Project Description

Fotografía de Ana María Sáenz

Carta 42

NUNCA MAS
Llevaba años, sin darme cuenta, aguantando ser la superwoman, la proveedora, la mamá, la responsable.

Esto fue ocurriendo de a poco, al principio no sabía mi capacidad para llevar a cabo mil tareas y tampoco conocía la cara de mi ex marido en cuanto a su ”flojera”. Fui haciéndome cargo de la casa, los niños, las compras, de mi trabajo y poco a poco me fui haciendo cargo de las cuentas, ya que si él lo hacía, nos cortaban la luz, el agua, etc.

Su tiempo y platas las ocupaba en cosas superfluas fuera de la casa: como tener caballos de carrera, el último equipo electrónico, salidas a comer.

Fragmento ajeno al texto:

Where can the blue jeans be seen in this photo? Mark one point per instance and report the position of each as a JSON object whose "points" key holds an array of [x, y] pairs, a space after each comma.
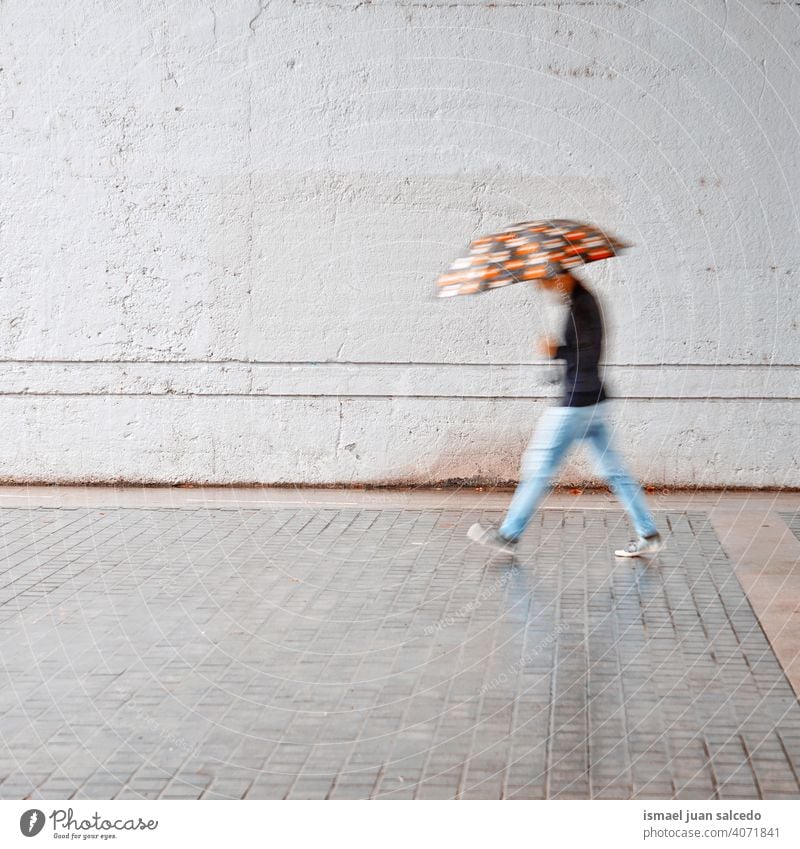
{"points": [[558, 428]]}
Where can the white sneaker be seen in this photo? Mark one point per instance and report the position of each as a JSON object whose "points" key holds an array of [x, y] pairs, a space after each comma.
{"points": [[491, 538], [642, 546]]}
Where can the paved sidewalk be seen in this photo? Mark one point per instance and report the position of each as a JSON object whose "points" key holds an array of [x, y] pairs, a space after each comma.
{"points": [[353, 651]]}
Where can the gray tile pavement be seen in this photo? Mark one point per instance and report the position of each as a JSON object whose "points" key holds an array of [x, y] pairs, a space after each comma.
{"points": [[348, 652]]}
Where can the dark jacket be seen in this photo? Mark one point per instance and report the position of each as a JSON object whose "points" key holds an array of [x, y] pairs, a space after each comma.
{"points": [[582, 349]]}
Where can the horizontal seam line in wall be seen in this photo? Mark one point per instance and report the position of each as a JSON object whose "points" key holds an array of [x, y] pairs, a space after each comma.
{"points": [[307, 395], [379, 363]]}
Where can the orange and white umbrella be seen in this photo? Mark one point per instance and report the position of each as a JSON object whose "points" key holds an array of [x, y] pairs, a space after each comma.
{"points": [[527, 251]]}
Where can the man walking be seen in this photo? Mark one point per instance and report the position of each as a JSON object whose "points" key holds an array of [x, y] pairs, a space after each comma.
{"points": [[581, 416]]}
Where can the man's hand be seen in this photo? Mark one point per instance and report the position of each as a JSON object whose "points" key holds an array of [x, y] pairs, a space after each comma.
{"points": [[547, 347]]}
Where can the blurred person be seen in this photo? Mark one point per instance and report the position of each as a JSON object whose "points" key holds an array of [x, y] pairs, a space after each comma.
{"points": [[580, 416]]}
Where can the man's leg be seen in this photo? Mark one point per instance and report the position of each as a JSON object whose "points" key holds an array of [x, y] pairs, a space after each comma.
{"points": [[612, 468], [550, 443]]}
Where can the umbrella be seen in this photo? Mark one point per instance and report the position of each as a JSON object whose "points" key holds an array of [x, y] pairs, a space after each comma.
{"points": [[527, 251]]}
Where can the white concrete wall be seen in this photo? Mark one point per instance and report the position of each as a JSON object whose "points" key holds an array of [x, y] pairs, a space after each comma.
{"points": [[220, 223]]}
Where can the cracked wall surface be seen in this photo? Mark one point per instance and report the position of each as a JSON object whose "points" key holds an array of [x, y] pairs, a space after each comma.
{"points": [[220, 225]]}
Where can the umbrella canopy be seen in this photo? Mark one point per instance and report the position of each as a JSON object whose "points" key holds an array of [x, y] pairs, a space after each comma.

Pasó el tiempo y mi admiración y amor por él fueron desapareciendo.

A veces él no pagaba el crédito hipotecario, hasta que me avisaron del banco que podían llegar a rematarnos la casa. Ese fue el momento cúlmine donde dije: hasta acá no más.

Tranquilamente, con toda la serenidad y claridad, le dije que esto se acababa. El no me creyó y pensó que era una pataleta mía.
Se demoró 6 meses en irse de la casa. Gracias a Dios y a mi fuerza interna salí exitosamente adelante.

Nunca más depender de un hombre ni de nadie.